Par Marc Centenera
Javier Milei est à deux doigts de remporter sa première victoire législative. Le projet de loi de démantèlement de l’Etat, officiellement baptisé «Loi Bases et points de départ pour la liberté des Argentins», a été adopté de justesse par le Sénat dans la nuit du mercredi 12 au jeudi 13 juin [la vice-présidente Victoria Villarruel a tranché en apportant sa voix car le Sénat était divisé à égalité: 36 voix contre 36]. La séance fut un marathon et la mobilisation sociale à l’extérieur du Sénat a été très fortement réprimée [la ministre de la Sécurité Patricia Bullrich a non seulement organisé la répression policière et militaire, mais orchestré des provocations et engagé un mouvement de criminalisation de la protestation sociale]. Il ne reste plus au gouvernement qu’à retourner à la Chambre des députés, où la discussion du projet de loi a commencé, pour examen et approbation finale [à l’échéance de fin juin].
A l’heure actuelle, Milei dispose d’un soutien suffisant à la Chambre des députés pour lui donner les instruments qu’il réclame pour transformer l’Argentine avec son modèle économique ultra-libéral. Si les députés acceptent le projet modifié par le Sénat, la loi sera approuvée et transmise au pouvoir exécutif pour promulgation. La chambre basse a une deuxième option: maintenir le projet initial que les députés ont approuvé en avril, pour lequel la majorité absolue est nécessaire, c’est-à-dire le vote de la moitié plus un des membres présents.

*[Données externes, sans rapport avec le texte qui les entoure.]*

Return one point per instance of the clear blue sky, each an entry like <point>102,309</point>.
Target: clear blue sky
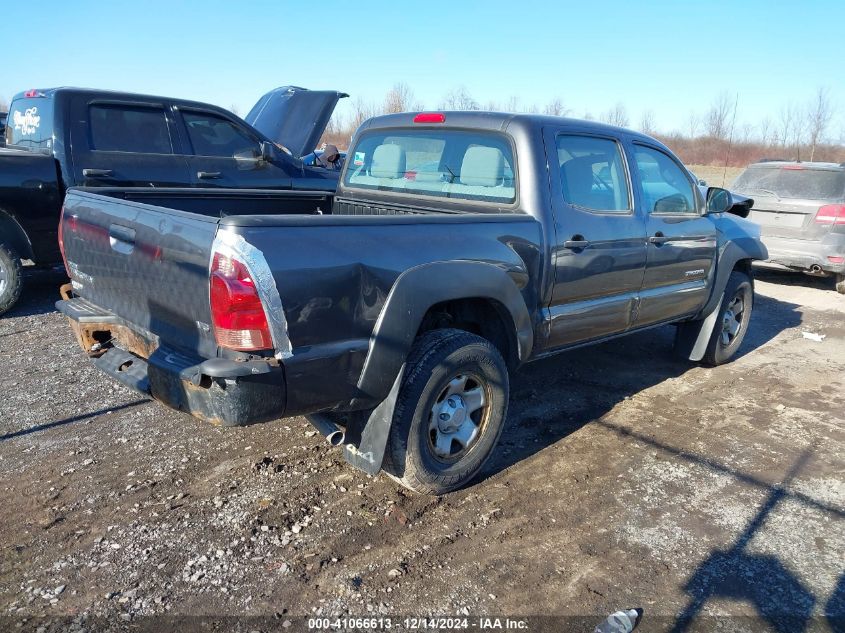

Dans tous les cas, la loi finale sera très éloignée du projet de 664 articles présenté par Milei en décembre 2023, quelques jours après son entrée en fonction en tant que président de l’Argentine. La minorité législative de La Libertad Avanza – 38 députés du parti au pouvoir sur 257 et sept sénateurs sur 72 – l’a contraint à le modifier. Le texte original a perdu plus de la moitié de ses articles et a été divisé en deux: la loi fondamentale (Ley Bases) proprement dite – qui comprend les chapitres sur la déréglementation économique, la réduction des effectifs de l’Etat et les incitations aux grandes entreprises – et le Paquet fiscal, avec des changements fiscaux et une amnistie pour les fraudeurs. Ce sont les points les plus importants de la loi.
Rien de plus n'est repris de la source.